東京高等裁判所 昭和27年(う)2142号 判決 1953年1月20日
控訴人 被告人 西村改一
弁護人 諏訪栄次郎
検察官 松村禎彦
主文
本件控訴を棄却する。
理由
本件控訴の趣意は末尾に添付した弁護人諏訪栄次郎名義の控訴趣意書記載のとおりで、これに対し当裁判所は次のとおり判断する。
論旨第一点について。
原判示(乙)が所論のように被告人が特殊飲食店栄屋事桜井栄に対し木村滝之を桜井方の売淫婦として就業方の斡旋をした事実を判示し、右事実が他人の就業に介入して利益を得ると共に、公衆道徳上有害な職業の紹介をなしたものと断じたかの観がないでもない。しかし原判決を仔細に読んでみると原判文前段に(甲)として被告人が婦女を売淫婦に周旋して利益を得る目的で業として、千葉県木更津市、同県野田市、或は東京都等に池野良子外多数の婦女を売淫婦として就業方斡旋し求人者側から金を受領している事実を判示しているのと右(乙)の事実とを区別しているのであり、この(甲)(乙)両者を対比してみれば原判決は労働基準法第六条に業として他人の就業に介入して利益を得る行為並に職業安定法第六三条第二号に該当するものとして(甲)の各事実を掲げ、(乙)の事実を以て単に職業安定法第六三条第二号の公衆道徳上有害な職業の紹介をした事実のみを判示しているものと認めることができる。
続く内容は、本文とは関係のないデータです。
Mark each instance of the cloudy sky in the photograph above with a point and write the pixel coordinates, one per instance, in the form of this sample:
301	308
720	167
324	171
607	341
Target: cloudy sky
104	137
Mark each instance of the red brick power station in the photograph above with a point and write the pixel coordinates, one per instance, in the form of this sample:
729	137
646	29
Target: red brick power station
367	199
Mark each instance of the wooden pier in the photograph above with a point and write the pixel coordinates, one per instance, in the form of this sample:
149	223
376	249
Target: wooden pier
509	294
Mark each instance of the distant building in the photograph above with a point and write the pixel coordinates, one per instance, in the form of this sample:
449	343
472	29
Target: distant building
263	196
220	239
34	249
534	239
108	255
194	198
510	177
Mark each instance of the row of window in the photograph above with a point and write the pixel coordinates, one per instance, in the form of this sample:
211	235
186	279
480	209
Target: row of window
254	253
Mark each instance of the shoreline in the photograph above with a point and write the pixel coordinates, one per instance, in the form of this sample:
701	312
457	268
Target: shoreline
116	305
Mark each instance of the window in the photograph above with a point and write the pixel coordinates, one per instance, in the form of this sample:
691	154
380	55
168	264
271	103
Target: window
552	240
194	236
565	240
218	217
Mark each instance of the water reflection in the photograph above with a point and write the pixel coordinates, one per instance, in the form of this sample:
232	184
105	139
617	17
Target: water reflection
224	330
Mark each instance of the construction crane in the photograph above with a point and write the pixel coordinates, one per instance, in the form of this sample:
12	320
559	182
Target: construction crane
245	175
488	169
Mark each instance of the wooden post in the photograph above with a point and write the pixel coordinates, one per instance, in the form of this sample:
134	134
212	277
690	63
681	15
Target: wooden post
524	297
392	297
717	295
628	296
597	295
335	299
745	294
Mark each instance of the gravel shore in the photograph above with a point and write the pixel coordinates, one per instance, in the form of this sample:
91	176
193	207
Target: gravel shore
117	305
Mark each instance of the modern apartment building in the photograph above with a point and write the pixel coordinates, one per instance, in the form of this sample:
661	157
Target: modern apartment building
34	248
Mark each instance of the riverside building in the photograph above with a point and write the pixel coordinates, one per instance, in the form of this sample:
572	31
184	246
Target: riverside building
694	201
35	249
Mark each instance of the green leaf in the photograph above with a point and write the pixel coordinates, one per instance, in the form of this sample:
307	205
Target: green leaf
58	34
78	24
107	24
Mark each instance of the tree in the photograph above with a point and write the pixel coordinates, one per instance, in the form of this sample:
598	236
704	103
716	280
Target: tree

従つて右(乙)の事実が労働基準法第六条違反の事実をも判示していることを前提とする論旨前段はその理由がない。而して職業安定法第六三条第二号に職業紹介というのは同法第五条に定義されているように、求人及び求職の申込を受け、求人者と求職者との間に於ける雇用関係の成立を斡旋することをいうわけであるけれど、こゝにいう斡旋とは必ずしも紹介者の斡旋により求人者と求職者との間に雇用関係が成立することを要するものではない。被告人が木村滝之より木更津市内に売淫婦としての職業に従事しようとの希望を聴き、かねて数回売淫婦を周旋してやつたことのある桜井栄方に斡旋しようとし、石橋かねをして木村滝之を同伴して木更津市に赴かせ、桜井栄を木更津市内旅館明治館に呼び出し木村を同人に面接せしめたことは原判文とそこに引用されている各証拠に徴し明白なところであるから、所論のように桜井と木村との前記面接した直後警察署に同行を求められる事態が発生し、桜井、木村両者間に雇用関係の成立をみなかつたとしても、被告人がこの両者間の雇用関係の成立を斡旋したものというのを妨げないところである。従つて右雇用関係の不成立の点を捉えて右(乙)の事実が職業安定法第六三条第二号に該当しないとする論旨後段も亦失当を免れない。
(その他の判決理由は省略する。)
(裁判長判事 近藤隆蔵 判事 吉田作穂 判事 山岸薫一)
控訴趣意
第一点原判決は、罪とならないものを断罪した違法がある。
原判決は、事実摘示(乙)として「昭和二十六年四月十四日頃……(中略)……特殊飲食店栄屋事桜井栄に対し、木村滝之を右桜井方の売淫婦として就業方の斡旋をなし、以て他人の就業に介入して利益を得ると共に公衆道徳上有害な職業の紹介をなしたものである」との事実認定をしてこれに対し労基法第六条、職安法第六三条第二号を適用し、被告人を断罪した。然し被告人は何等の利益を得ていないことは判示自体によつて明かであるから、右は労基法第六条に該当しない。又原判決が証拠として援用した木村滝之の司法警察員に対する供述調書(記録第六百十二丁以下)によれば……前略…私の事については桜井さんが年を聞いただけでまだ何の話も出ませんでした。ビールを飲みながら桜井さんが来てから十分位も経たと思う頃に警察の人が来て三人共警察へ来たのであります。……後略……とあつて、又桜井栄の司法警察員に対する第一回供述調書(記録第二十八丁表)に……前略……そして、まだ西村の二号さんと新しく連れて来た女について入れるか入れないか、その相談にならない時に夜の十時五十分頃だと思いますが警察の人が見えたのであります……中略……西村の二号さんが昨日連れて来た女のことについては、そんなわけで、まだ雇い入れるとも入れないともきまらなかつたのです。……後略……とあるを以て、判示木村滝之のことについては、未だ何等具体的な話が出ていないのであるから、かゝる事実関係では、職安法第五条に謂う求人者と求職者との間における雇用関係の成立をあつ旋したと見ることはできない故、被告人が職業の紹介をしたとの認定は、証拠に基かない認定であつて職安法第六十三条第二号に該らない。
よつて右(乙)の判示事実は罪とならないものであるから、原判決は右の点に違法があつて、破毀を免れないものである。